Ah. Cá está. Isto é do livro de John P. Cann - "Contra Subversão em África" de que já falei aqui.
A Queda de Goa
Os acontecimentos relacionados com Goa, em 1961, endureceram novamente a posição de Portugal, dando a Salazar a oportunidade de, devido a um acontecimento penoso, unir a população para a guerra. Conquanto o território da Índia portuguesa fosse relativamente pequeno - 4 194 quilómetros quadrados - o ataque do governo indiano constituiu um deliberado acto de agressão contra outro Estado. Portugal possuía aí três enclaves, Goa, Damão e Diu. O novo governo indiano ameaçara tomar essas possessões no fim dos anos quarenta, pois considerava-as uma afronta. O primeiro-ministro britânico, Winston Churchill, juntamente com os Estados Unidos, interveio energicamente, com o objectivo de moderar as ambições indianas. Posteriormente, o primeiro-ministro Nehru, encorajado pela revolta armada em Angola, colocou algumas exigências peremptórias aos portugueses (Nehru anunciou que a Índia “não estava disposta a tolerar a presença dos portugueses em Goa, ainda que os goeses os quisessem lá”). Quando se tornou evidente que Salazar não tencionava abandonar o território e recusaria negociar, a Índia juntou, nas fronteiras dos três territórios, 30 000 homens apoiados por carros de combate, aviões e navios de guerra. O Governador-Geral, Vassalo e Silva, poderia defender o seu território apenas com cerca de 3 000 homens mal equipados e sem cobertura ou defesa aérea, 900 polícias goeses e uma velha fragata. A 11 de Dezembro, Salazar tentou invocar a Aliança Anglo-Portuguesa, mas sem sucesso. Desde 1954 que a Grã-Bretenha recusava qualquer auxílio, declarando que a aliança de 600 anos tinha claras limitações, particularmente se um membro da Commonwealth se encontrasse envolvido. A Grã-Bretenha já não necessitava dos portos portugueses para transitar para as suas colónias, e Portugal já não precisava da protecção da cada vez mais reduzida Marinha Britânica. Novas estruturas aliadas, como a NATO, tinham substituído claramente a Aliança, tanto nas intenções como na prática.

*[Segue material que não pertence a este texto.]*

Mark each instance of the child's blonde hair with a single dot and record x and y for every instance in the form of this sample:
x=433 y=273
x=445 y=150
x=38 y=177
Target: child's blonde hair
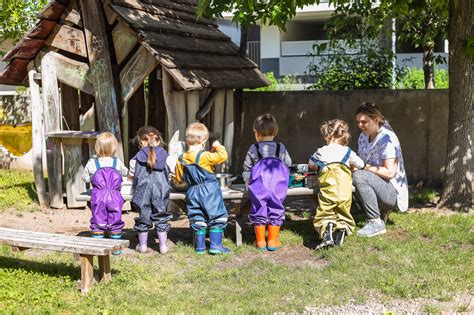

Salazar deu instruções para que a resistência durasse pelo menos oito dias, para poder mobilizar apoio internacional. Se isso não fosse possível, então deveriam ser feitos “todos os sacrifícios” a fim de salvar a honra portuguesa. As forças indianas invadiram na manhã de 17 de Dezembro, e Vassalo e Silva rendeu-se perante uma luta sem sentido, a 19 de Dezembro, muito longe dos tais oito dias e do “sacrifício total”. Vassalo e Silva e outros oficiais envolvidos foram demitidos das forças armadas em 1963 no que pareceu um esforço para afastar a vergonha pela perda da Índia portuguesa e servir de exemplo aos outros oficiais em futuras situações semelhantes, como as guerras coloniais que se avizinhavam (em Angola já tinham começado). Na sua maioria, os militares ficaram ressentidos com o castigo injusto e com o facto de fazer dos soldados bodes expiatórios dos erros civis. As forças armadas realizaram as campanhas de África com a “ideia ameaçadora de que o governo estava preparado para as manipular e sacrificar em missões sem esperança e virtualmente levar a conselho de guerra todos os sobreviventes.” O General António de Spínola que foi o Comandante-Chefe das Forças Armadas da Guiné (1968-1972), vice-chefe do Estado-Maior General das Forças Armadas (1972-1974) e o primeiro Presidente após a revolução de 1974, descreveu a ansiedade que impregnava todos os militares portugueses na véspera das guerras de África: “O exemplo da Índia é um precedente bem vivo do porvir que receamos. Nunca se acreditou que sucedesse o que, afinal, era inevitável; no entanto, a tragédia deu-se, e logo foi desviada a atenção da Nação para o campo circunstancial da conduta militar, acusando-se as Forças Armadas de não se terem batido heroicamente quando, na realidade, qualquer que fosse a eficácia da defesa, o colapso seria sempre questão de dias.” O castigo para os comandantes na Índia deixava a mensagem explícita de que não haveria mudança de opinião por parte do governo relativamente à decisão de defender as colónias. O empenhamento de Salazar em preservar o seu regime era inabalável no seu propósito, e os acontecimentos de Goa serviram para pôr inequivocamente Portugal no caminho da guerra.